La région dinantaise était un point de chute de vacances familiales pendant les années 50 et, plus tard, avec les copains de l’Athénée. Camping sauvage autorisé grâce à mon grand-père qui avait des contacts à Falmignoul datant de la Résistance. En 2007, 2008 et 2009, je suis revenu – avec grand plaisir ! - à Dinant pour photographier l’espace historique du passage de la Meuse par les troupes de Rommel en mai 1940 et d’autres sites chargés d’histoire. Je remercie Jacques Leclère de m’accueillir sur son site Internet : mieux vaut partager ces éléments de mémoire que de les figer sur une galette de plastic enfouie dans un classeur.
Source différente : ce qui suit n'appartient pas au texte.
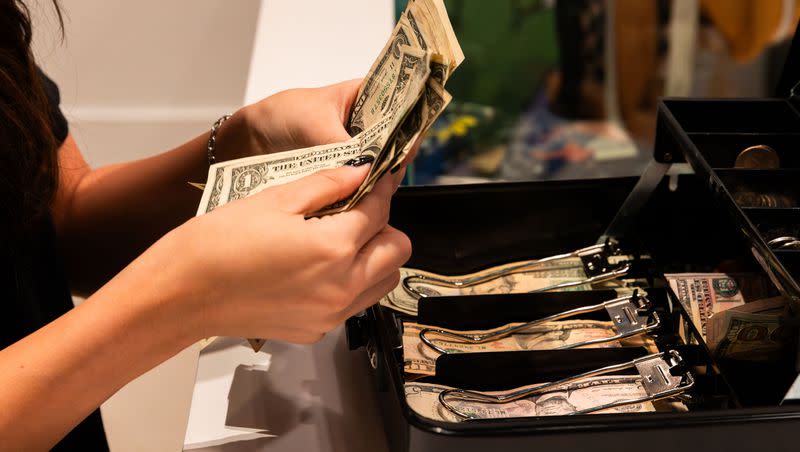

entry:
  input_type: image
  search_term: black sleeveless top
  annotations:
[0,74,108,451]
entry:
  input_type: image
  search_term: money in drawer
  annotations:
[347,23,800,452]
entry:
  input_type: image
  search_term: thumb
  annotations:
[275,159,369,215]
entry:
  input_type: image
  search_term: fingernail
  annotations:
[344,154,375,166]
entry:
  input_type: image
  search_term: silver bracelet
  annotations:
[206,114,231,165]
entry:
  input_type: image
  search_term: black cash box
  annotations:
[347,23,800,452]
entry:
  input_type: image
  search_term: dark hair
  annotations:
[0,0,63,237]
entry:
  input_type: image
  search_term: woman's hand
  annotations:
[164,162,411,343]
[241,79,361,154]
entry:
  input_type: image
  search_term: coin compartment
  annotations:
[663,98,800,134]
[716,169,800,209]
[688,133,800,169]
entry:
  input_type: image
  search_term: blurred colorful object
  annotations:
[396,0,558,184]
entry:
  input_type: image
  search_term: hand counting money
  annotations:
[197,0,464,350]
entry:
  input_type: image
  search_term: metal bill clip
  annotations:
[439,350,694,420]
[401,240,631,299]
[419,291,661,354]
[767,235,800,250]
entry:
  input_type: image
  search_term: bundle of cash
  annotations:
[197,0,464,216]
[403,320,658,375]
[405,375,687,422]
[664,273,772,343]
[381,256,633,315]
[707,297,793,362]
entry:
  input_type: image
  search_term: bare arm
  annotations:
[53,80,366,295]
[0,162,410,450]
[53,114,253,295]
[0,235,201,450]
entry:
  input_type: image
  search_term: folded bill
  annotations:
[192,0,464,348]
[405,375,688,422]
[403,320,658,375]
[664,273,771,343]
[381,256,635,315]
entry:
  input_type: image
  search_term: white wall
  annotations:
[28,0,394,452]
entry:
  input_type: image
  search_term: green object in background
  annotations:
[395,0,558,118]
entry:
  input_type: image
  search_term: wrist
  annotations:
[208,107,260,163]
[109,227,208,346]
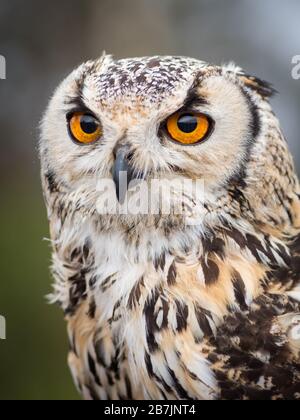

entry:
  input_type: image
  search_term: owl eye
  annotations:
[167,113,213,145]
[69,112,102,144]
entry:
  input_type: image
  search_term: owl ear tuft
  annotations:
[240,74,278,98]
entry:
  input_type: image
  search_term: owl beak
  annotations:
[113,145,137,204]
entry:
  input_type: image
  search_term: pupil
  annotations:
[80,115,98,134]
[178,115,198,133]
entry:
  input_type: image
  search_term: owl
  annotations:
[39,54,300,400]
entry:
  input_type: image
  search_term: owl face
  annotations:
[41,56,282,230]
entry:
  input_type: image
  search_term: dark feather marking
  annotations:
[88,353,102,386]
[125,375,133,400]
[168,367,192,400]
[144,289,159,353]
[95,340,108,368]
[195,306,213,337]
[202,236,225,259]
[128,277,145,310]
[175,300,189,332]
[200,257,220,286]
[232,270,248,311]
[168,261,177,286]
[154,253,166,271]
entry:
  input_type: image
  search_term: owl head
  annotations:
[40,55,298,233]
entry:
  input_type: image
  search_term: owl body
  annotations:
[40,56,300,400]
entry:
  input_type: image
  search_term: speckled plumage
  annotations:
[40,55,300,399]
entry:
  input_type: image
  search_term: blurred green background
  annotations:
[0,0,300,400]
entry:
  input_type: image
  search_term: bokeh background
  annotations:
[0,0,300,400]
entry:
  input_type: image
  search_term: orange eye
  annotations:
[167,113,212,145]
[69,112,102,144]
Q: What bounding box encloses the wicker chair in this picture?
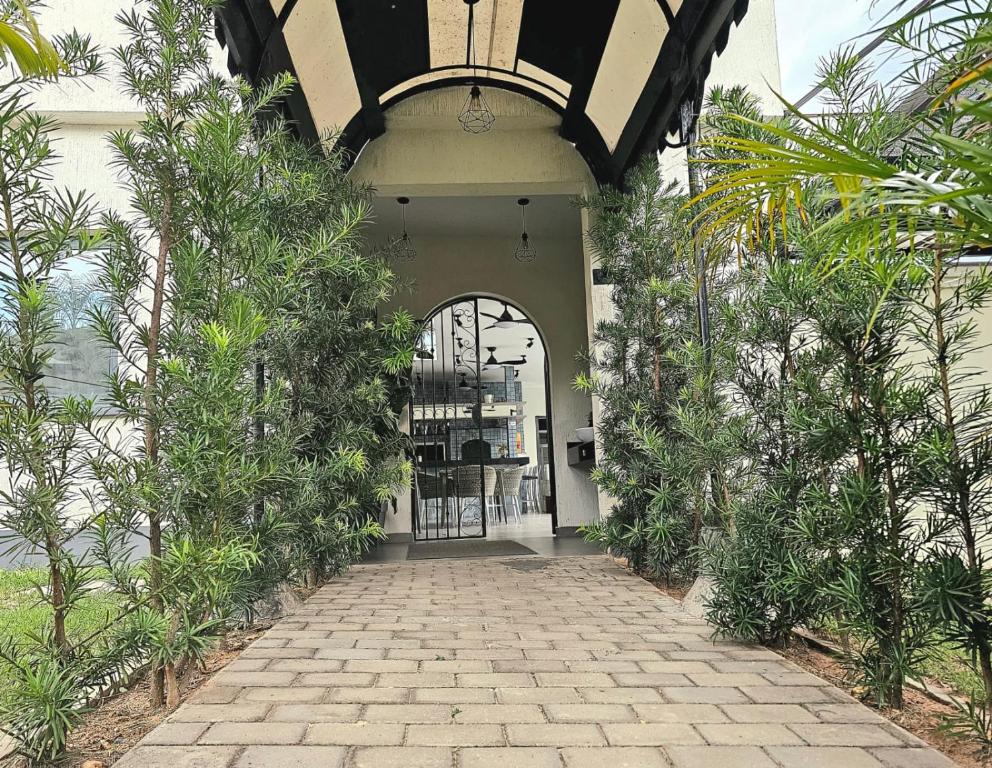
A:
[452,464,496,526]
[417,472,448,530]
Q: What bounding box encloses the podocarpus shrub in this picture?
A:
[75,0,413,724]
[264,134,416,584]
[0,3,151,765]
[576,161,732,582]
[692,0,992,728]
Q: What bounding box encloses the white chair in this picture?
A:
[501,467,526,523]
[520,464,541,514]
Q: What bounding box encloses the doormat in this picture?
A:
[406,539,537,560]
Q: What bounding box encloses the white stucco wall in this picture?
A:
[352,88,599,533]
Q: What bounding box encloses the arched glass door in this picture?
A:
[410,297,554,541]
[410,299,486,541]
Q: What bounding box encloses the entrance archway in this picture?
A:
[410,295,557,541]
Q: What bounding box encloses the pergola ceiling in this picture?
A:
[218,0,748,183]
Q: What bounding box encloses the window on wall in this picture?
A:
[46,257,117,399]
[0,241,118,401]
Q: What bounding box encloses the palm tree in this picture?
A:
[693,0,992,744]
[0,0,63,77]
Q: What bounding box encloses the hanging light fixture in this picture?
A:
[513,197,537,264]
[393,197,417,261]
[458,0,496,133]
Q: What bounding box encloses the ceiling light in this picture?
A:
[513,197,537,264]
[392,197,417,261]
[458,0,496,133]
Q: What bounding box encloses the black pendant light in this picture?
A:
[458,0,496,133]
[392,197,417,261]
[513,197,537,264]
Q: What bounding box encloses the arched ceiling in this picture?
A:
[218,0,748,184]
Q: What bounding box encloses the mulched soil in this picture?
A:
[778,640,992,768]
[68,626,269,768]
[614,558,992,768]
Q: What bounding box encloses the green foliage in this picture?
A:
[575,162,736,582]
[265,135,416,582]
[696,0,992,732]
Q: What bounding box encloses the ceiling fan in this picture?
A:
[479,301,533,331]
[483,347,527,368]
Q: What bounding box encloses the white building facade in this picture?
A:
[31,0,780,540]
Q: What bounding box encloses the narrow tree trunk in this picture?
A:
[933,247,992,712]
[46,533,69,655]
[0,186,69,656]
[144,190,174,707]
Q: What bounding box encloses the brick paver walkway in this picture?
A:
[117,556,952,768]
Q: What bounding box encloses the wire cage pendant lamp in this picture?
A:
[392,197,417,261]
[513,197,537,264]
[458,0,496,133]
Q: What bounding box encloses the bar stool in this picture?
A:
[520,464,541,514]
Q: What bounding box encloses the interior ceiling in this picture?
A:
[413,298,544,383]
[218,0,748,184]
[370,195,582,238]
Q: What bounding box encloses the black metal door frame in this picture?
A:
[410,297,487,541]
[410,294,558,541]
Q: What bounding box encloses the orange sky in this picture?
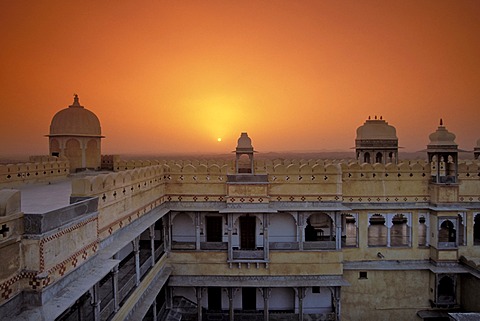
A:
[0,0,480,156]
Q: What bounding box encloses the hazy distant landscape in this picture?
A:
[0,151,473,164]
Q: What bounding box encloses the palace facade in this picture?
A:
[0,96,480,321]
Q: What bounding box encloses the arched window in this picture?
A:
[363,152,370,163]
[418,216,428,246]
[437,275,455,304]
[438,220,457,247]
[458,214,465,245]
[304,213,335,249]
[473,214,480,245]
[342,214,357,247]
[390,214,410,246]
[368,214,388,246]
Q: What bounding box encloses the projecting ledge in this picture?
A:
[168,275,350,288]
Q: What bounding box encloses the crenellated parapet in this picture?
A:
[0,189,26,304]
[0,156,70,187]
[458,160,480,202]
[71,165,168,239]
[342,161,430,203]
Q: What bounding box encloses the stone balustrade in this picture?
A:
[0,156,70,188]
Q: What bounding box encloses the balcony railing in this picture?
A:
[200,242,228,251]
[268,242,299,251]
[303,241,336,250]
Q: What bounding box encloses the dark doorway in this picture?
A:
[473,214,480,245]
[206,216,222,242]
[208,287,222,311]
[242,288,257,311]
[438,276,455,304]
[240,216,256,250]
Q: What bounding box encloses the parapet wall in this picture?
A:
[72,165,166,239]
[0,156,70,188]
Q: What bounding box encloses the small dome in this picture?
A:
[428,119,458,147]
[49,95,102,137]
[357,117,398,140]
[237,133,253,152]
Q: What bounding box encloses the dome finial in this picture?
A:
[70,94,82,107]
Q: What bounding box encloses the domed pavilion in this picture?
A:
[427,119,458,184]
[47,94,104,172]
[355,116,398,164]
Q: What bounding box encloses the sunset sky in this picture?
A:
[0,0,480,156]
Robert Dehon

Remarque :

La carte des sites de mémoire est disponible au format PDF en cliquant ICI.


Mai 1940

Le 3e Reich nazi attaque la Belgique, le Luxembourg et la Hollande. A la grande surprise des Alliés qui pensaient que le relief de l’Ardenne empêcherait un tel développement tactique. Les Alliés attendaient une répétition du plan Schlieffen-Moltke de la Première Guerre, soit une attaque au nord du sillon Sambre et Meuse. Or, le General Erich von Manstein, chef du Armeegruppe A, sous les ordres du General Gerd von Rundstedt, convainc le General Heinz Guderian, père de l’arme blindée allemande, d’un plan nettement plus original. Le projet monte à l’Oberkommando des Heeres et à Hitler : l’attaque principale se fera au sud de la Sambre et de la Meuse permettant ainsi d’isoler les forces françaises et britanniques qui seront profondément engagées en Belgique. Hitler, le 17 février, approuve le plan Manstein mais ordonne une diversion vers Maastricht.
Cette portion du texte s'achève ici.